Only clay-cold heads and luke-warm hearts can resist it

A Sentimental Journey is a fabulous book for so many reasons. Laurence Sterne was an immensely influential writer in the 18th century--his major works, Sentimental Journey and Tristram Shandy, were responses to the travel narrative and newly born novel, respectively. His writing is essential to scholars of the 18th century--he is referenced in Austen's Mansfield Park and Northanger Abbey, Brown's The Power of Sympathy, Foster's The Coquette and Tyler's The Contrast. To understand and appreciate his novel is to have a better appreciation and love of the works that built their structures on his foundation. And yet it is original, as Yorick says himself, "both my travels and observations will be altogether of a different cast from any of my fore-runners."Yet it is not solely for historical benefit that one should read Sentimental Journey. The adventures and amours of Sterne's semi-autobiographical Yorick are delightful. One of the most romantic passages I've read in a book occurs when Yorick inadvertantly takes the hand of a woman and describes in detail the thrill of merely holding it.
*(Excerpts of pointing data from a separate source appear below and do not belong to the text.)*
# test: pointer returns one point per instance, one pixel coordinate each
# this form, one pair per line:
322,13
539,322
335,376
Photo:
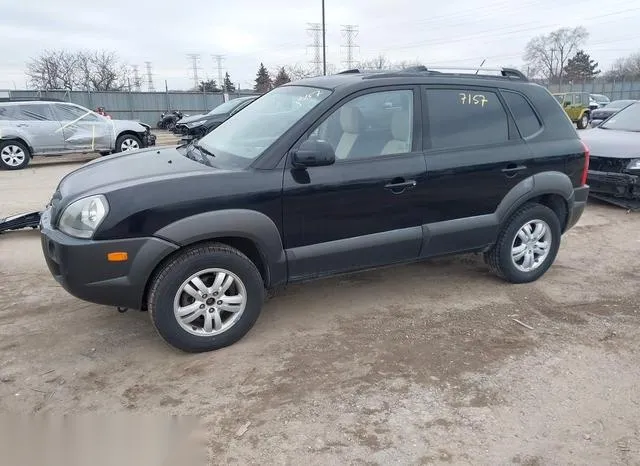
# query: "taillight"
585,170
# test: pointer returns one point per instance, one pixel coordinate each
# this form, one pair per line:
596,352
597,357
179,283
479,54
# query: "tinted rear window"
525,117
462,117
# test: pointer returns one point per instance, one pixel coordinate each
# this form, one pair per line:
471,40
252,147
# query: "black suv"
319,177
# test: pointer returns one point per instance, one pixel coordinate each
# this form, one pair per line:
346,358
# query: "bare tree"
547,54
87,70
54,69
625,67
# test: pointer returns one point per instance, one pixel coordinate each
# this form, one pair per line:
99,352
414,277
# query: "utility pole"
194,57
316,30
324,44
218,59
349,32
150,86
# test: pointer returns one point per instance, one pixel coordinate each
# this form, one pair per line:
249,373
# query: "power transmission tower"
349,33
219,59
194,57
136,78
150,86
315,30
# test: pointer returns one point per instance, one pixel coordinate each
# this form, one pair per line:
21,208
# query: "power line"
219,59
349,32
194,57
150,86
315,29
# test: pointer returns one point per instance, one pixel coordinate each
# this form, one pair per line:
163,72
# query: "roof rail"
510,73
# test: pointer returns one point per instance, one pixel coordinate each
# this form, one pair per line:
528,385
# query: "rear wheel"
207,298
527,245
14,155
128,142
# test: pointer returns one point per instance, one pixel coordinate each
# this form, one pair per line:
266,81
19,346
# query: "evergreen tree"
228,86
581,67
263,80
281,78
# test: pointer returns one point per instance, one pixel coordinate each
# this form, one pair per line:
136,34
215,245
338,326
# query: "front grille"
606,164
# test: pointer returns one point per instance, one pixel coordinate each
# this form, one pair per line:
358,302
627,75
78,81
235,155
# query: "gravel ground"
420,364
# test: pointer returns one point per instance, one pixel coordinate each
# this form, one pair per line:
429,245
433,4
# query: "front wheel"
128,142
207,298
14,155
583,122
527,245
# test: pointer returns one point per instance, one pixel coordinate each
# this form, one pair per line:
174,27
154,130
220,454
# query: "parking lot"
417,364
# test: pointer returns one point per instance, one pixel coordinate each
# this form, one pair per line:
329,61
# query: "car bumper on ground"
622,185
82,268
576,207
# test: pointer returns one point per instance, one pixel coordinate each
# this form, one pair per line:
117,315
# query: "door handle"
513,169
398,186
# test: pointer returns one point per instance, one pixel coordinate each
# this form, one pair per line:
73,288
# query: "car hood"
612,143
127,125
203,117
128,168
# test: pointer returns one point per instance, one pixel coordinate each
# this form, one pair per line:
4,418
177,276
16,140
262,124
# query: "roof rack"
510,73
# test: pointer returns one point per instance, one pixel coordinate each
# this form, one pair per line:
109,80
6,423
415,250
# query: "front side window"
627,119
371,125
465,117
248,134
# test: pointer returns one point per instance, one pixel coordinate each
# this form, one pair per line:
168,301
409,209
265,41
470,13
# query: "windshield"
246,135
226,107
627,119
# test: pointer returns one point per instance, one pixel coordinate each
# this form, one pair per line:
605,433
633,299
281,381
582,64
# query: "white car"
39,127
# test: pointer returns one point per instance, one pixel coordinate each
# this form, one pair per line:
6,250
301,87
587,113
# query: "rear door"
475,155
365,209
82,129
39,126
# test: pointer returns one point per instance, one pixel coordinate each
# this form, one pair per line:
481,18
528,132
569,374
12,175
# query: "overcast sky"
458,33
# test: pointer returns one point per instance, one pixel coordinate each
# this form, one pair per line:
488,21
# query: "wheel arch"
552,189
251,232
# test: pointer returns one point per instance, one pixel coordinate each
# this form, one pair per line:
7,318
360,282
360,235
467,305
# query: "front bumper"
616,184
148,139
576,207
81,265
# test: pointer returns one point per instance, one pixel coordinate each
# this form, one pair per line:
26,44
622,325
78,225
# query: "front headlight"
81,218
634,165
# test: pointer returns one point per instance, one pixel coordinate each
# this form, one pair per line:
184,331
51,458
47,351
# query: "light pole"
324,45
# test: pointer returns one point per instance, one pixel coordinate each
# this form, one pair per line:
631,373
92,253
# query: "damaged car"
38,127
196,126
614,166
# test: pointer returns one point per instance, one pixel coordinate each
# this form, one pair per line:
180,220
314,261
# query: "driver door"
82,129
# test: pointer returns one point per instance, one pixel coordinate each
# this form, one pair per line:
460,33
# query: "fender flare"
239,223
550,182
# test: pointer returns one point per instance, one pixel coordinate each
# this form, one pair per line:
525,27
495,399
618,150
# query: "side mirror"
313,153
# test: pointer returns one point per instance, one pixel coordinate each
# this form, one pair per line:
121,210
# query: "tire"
583,122
127,140
14,155
499,258
207,261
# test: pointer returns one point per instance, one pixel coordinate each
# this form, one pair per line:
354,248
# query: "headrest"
401,126
350,119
Granted, hers is not the only hand he will hold, but he writes so wonderfully, candidly and engagingly that it is extremely difficult to hold his passions against the sentimental Yorick. His scene with the starling locked in a cage is pertinent and a touching commentary on slavery. What a guy! My only complaint is the editor of this edition does not feel it necessary to translate the French-of which there is plenty-making some passages difficult to understand at best. However,this is a sentimental journey that I will gladly take over and over.